This weekend we head to Johnson City (my hometown) for our oldest daughter’s wedding. I know what some of you are thinking – I’m not old enough to have a daughter getting married. Technically, I am. But this daughter is one born of my heart, not my body. At the tender age of 24, I married David, who had 2 small children. Ashley was 7. Most marriages signify hope, the creation of a family, the fulfillment of life-long dreams. For the children, ours was by its very nature the opposite. The ceremony itself marked the finality that their original family would never be again. Although the four of us embarked on a new chapter in life, it was one that would be cobbled together with broken, damaged lives.

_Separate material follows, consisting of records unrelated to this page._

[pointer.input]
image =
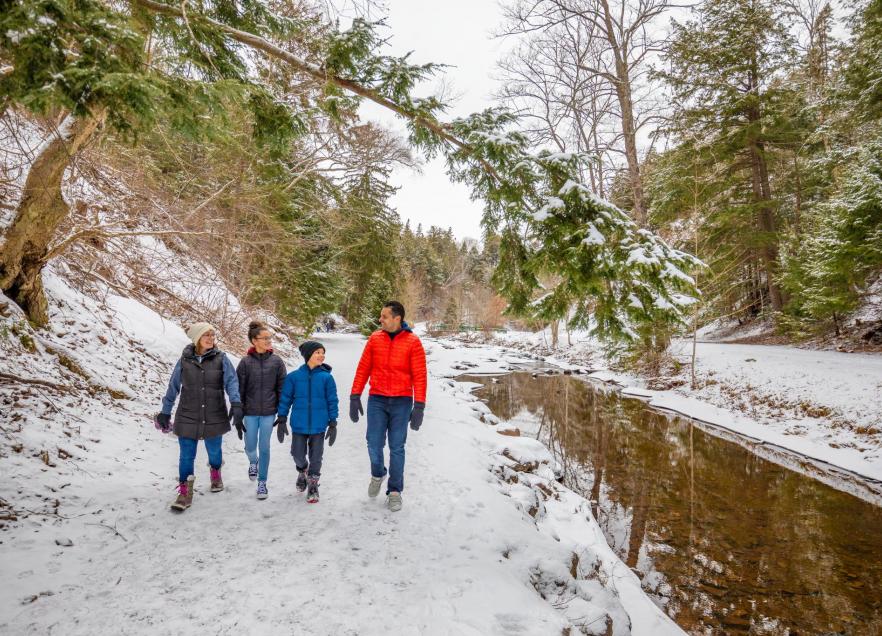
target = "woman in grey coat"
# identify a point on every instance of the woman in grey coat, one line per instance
(261, 375)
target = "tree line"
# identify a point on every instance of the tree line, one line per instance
(760, 124)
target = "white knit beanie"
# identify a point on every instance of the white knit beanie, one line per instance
(196, 331)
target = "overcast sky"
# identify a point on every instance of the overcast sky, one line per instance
(458, 33)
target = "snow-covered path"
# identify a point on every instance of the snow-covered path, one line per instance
(460, 558)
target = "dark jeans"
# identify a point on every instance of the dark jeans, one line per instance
(388, 416)
(188, 446)
(313, 445)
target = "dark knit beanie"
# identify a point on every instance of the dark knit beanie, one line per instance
(309, 347)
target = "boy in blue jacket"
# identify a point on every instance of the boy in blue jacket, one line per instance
(311, 394)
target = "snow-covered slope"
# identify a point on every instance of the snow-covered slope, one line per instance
(488, 542)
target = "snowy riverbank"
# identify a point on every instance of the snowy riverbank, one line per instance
(823, 405)
(487, 543)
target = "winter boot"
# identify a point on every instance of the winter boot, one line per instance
(374, 486)
(301, 480)
(312, 491)
(217, 484)
(185, 495)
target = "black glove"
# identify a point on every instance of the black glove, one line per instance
(163, 422)
(355, 407)
(281, 428)
(332, 432)
(237, 415)
(416, 415)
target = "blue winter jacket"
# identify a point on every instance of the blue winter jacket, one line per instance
(313, 395)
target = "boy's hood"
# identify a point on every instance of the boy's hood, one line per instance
(321, 367)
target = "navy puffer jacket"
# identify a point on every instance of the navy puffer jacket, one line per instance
(311, 396)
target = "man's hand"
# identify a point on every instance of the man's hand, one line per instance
(355, 407)
(416, 415)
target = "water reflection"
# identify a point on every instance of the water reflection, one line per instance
(724, 541)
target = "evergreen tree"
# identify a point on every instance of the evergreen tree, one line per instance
(725, 68)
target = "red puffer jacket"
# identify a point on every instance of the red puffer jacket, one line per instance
(396, 366)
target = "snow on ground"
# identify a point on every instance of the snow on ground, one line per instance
(824, 405)
(488, 541)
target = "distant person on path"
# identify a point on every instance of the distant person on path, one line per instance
(261, 375)
(311, 394)
(201, 376)
(395, 362)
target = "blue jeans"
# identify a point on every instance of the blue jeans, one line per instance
(388, 416)
(188, 454)
(259, 426)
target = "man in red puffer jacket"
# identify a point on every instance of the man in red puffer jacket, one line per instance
(394, 361)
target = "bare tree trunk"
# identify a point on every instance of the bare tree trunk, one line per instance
(626, 104)
(40, 212)
(766, 222)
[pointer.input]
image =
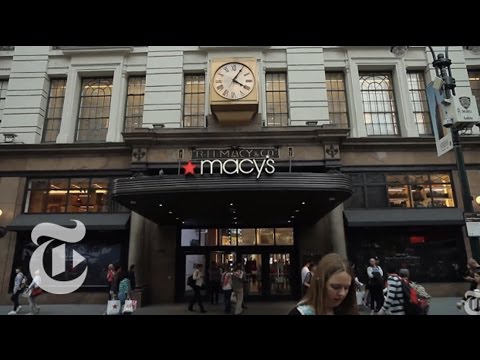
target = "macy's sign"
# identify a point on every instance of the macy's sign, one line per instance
(233, 166)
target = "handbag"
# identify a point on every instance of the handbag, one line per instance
(127, 307)
(36, 291)
(113, 307)
(25, 293)
(360, 295)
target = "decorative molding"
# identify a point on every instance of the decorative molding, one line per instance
(74, 50)
(138, 154)
(332, 151)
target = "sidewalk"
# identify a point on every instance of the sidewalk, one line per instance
(439, 306)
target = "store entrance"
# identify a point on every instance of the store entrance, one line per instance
(269, 271)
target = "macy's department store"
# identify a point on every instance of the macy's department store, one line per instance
(167, 200)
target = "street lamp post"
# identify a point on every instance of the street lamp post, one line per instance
(442, 63)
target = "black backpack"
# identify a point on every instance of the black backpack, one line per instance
(413, 303)
(190, 281)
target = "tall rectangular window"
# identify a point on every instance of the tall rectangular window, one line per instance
(337, 99)
(474, 78)
(3, 95)
(277, 101)
(194, 100)
(135, 99)
(71, 195)
(416, 87)
(56, 98)
(379, 108)
(94, 113)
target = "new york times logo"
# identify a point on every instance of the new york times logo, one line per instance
(64, 234)
(472, 302)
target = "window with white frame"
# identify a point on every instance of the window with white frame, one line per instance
(416, 87)
(194, 100)
(277, 101)
(337, 99)
(94, 113)
(3, 95)
(135, 100)
(379, 108)
(474, 78)
(53, 119)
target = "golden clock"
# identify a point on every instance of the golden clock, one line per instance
(233, 81)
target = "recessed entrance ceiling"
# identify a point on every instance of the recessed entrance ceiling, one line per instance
(281, 199)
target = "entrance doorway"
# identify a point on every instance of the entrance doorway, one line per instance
(268, 273)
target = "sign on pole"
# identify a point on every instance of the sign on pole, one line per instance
(436, 109)
(472, 222)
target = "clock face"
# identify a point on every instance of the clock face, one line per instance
(233, 81)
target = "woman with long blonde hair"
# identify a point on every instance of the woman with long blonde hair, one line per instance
(331, 291)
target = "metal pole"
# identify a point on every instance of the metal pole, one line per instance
(465, 188)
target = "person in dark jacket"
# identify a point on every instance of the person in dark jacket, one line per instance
(131, 277)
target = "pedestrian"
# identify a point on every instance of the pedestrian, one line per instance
(394, 300)
(131, 277)
(199, 278)
(332, 289)
(35, 291)
(110, 276)
(19, 286)
(215, 277)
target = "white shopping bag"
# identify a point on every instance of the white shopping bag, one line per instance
(113, 307)
(360, 295)
(127, 307)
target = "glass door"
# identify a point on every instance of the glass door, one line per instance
(279, 274)
(252, 264)
(191, 261)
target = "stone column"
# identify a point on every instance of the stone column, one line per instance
(136, 244)
(337, 231)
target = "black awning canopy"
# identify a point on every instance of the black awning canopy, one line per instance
(25, 222)
(404, 217)
(281, 199)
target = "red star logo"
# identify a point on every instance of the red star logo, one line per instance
(189, 168)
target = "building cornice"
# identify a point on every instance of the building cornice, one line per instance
(204, 136)
(75, 50)
(87, 149)
(402, 143)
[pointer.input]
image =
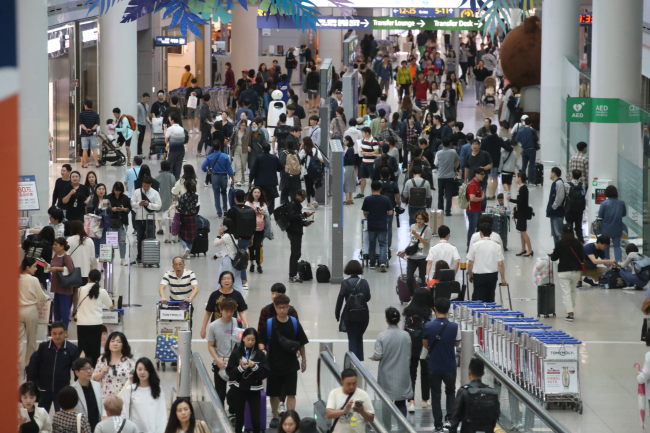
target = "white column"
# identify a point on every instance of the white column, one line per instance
(560, 39)
(33, 67)
(118, 67)
(245, 39)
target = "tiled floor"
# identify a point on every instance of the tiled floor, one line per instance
(607, 322)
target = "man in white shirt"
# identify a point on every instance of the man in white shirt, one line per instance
(443, 250)
(485, 262)
(144, 201)
(350, 407)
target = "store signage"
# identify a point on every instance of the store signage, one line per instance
(165, 41)
(393, 23)
(27, 193)
(431, 12)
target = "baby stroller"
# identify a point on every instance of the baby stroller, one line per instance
(490, 91)
(109, 152)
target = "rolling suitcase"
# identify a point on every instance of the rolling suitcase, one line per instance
(150, 246)
(546, 296)
(248, 424)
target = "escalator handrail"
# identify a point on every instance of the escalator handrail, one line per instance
(352, 360)
(212, 393)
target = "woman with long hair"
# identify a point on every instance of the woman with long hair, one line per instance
(115, 365)
(144, 400)
(256, 199)
(182, 419)
(570, 254)
(521, 214)
(89, 316)
(247, 368)
(355, 324)
(416, 314)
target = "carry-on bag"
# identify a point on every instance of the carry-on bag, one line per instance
(546, 296)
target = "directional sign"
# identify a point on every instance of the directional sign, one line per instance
(393, 23)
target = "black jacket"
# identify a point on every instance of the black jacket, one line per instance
(249, 379)
(49, 369)
(460, 404)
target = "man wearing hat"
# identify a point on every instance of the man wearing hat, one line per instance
(297, 219)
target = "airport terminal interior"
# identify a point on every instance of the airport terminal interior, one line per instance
(577, 72)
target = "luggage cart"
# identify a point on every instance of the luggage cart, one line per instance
(170, 318)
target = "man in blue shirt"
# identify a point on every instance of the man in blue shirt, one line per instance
(376, 209)
(528, 139)
(220, 167)
(441, 337)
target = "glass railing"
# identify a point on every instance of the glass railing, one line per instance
(520, 412)
(206, 402)
(387, 416)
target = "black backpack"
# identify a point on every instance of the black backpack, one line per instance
(356, 306)
(482, 409)
(246, 222)
(414, 325)
(575, 200)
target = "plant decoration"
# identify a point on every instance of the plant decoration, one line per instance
(188, 14)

Our early years were turbulent at best. I always feel a twinge of sadness when I hear the term “newlywed bliss”. Those words never applied in our home. We tried our best to stumble through life and look like everyone else. For the most part, we pulled it off. We looked like other families who seemed to have it all together – with soccer games, church picnics, trips to the beach, and smiling Christmas cards. But we all knew that we were different and longed for the “normal” family that everyone else had. It was not until years later that we grew to understand that we were not so different after all.
We’ve experienced much together in the last 17 years… a move to Charlotte right after we were married, the loss of 1 and birth of 3 more children, my early “retirement” from corporate America, the death of both of David’s parents, David’s losing his job and getting one a year later – (which was actually a good thing, not a bad one), all the while making the ongoing choice to hang in there and be “for” each other. Sounds easier than it was (and is), but you know that.
Somewhere along the line, we slowly began to learn that not only was love a choice, but that it had an unexpected cost. The more we understood and chose to lay down our shields of protection, unspoken demands that the other “come through”, and expectations of what life was supposed to look like, a strange thing began to happen. As we began to shift our allegiances from self to other, we became freer. Less energy was required to demand of the other, so more was available to give. Freedom, grace, and genuine laughter were more bountiful in our home. Our “newlywed bliss” came 15 years later. Well worth the cost. And the wait. True, abundant life really is available when we are willing to lay down our life on behalf of another.
Now Ashley is 24 and the bride, not the flower girl. This time, we’re embarking on a wedding ceremony of a different kind. Yes, we’ve learned that all families are actually cobbled together with broken, damaged lives. But the story doesn’t end there. It’s just beginning. As we’ve watched the Lord’s hand in our marriage and family, we have a glimpse of what is to come for Andy and Ashley. As they are married in the same church where we were married, their wedding is a living testimony that God does indeed resurrect, heal, grow, redeem, and bless His children. We have been given a small taste of “how wide and long and deep and high is the love of Christ”.
And by the way, not many people can say that they are the mother of the bride, flower girl, ring bearer, groomsman, and pianist. I am richly blessed.